Ancient mass human sacrifice is unique, unexpected
Archaeologists in central Mexico have unearthed roughly 150 human skulls, indicating a mass human sacrifice at an unexpected scene. Christopher Morehart of Georgia State University, and his team, discovered the remains while looking at ancient agricultural patterns and human landscape uses in pasture land and corn fields that rest on a former lakebed.
The find appears to be a first on two counts.
The type of decapitation practiced on the victims, which represent a varied population, produced cuts closer to the base of the skull than the norm.
Also, the location of the burial is outside the ancient urban centers that practiced human sacrifice, like nearby Teotihuacan and, centuries later, the cities of the Aztecs.

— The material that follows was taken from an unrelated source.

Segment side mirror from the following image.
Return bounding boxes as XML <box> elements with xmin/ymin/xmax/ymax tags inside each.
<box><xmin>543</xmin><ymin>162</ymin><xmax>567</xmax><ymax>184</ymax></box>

The skulls were found in a relatively obscure, modest interment.
The Washington Post reported on the find with an article that includes the perspective of Arizona State University Mesoamerican archaeologist Michael E. Smith.
Smith calls the find “impressive” and “puzzling” yet perhaps a sign of things to come. He notes that further excavation of ancient farm sites could yield evidence of similar mass burials or sacrifices.
“It certainly is unusual for being the first such feature excavated by archaeologists,” he says of the discovery, “but it is possible that such shrines were more common in ancient times; we simply have no idea.”
Smith, who is a professor in the School of Human Evolution and Social Change in the College of Liberal Arts and Sciences, is a specialist on the Aztecs of central Mexico.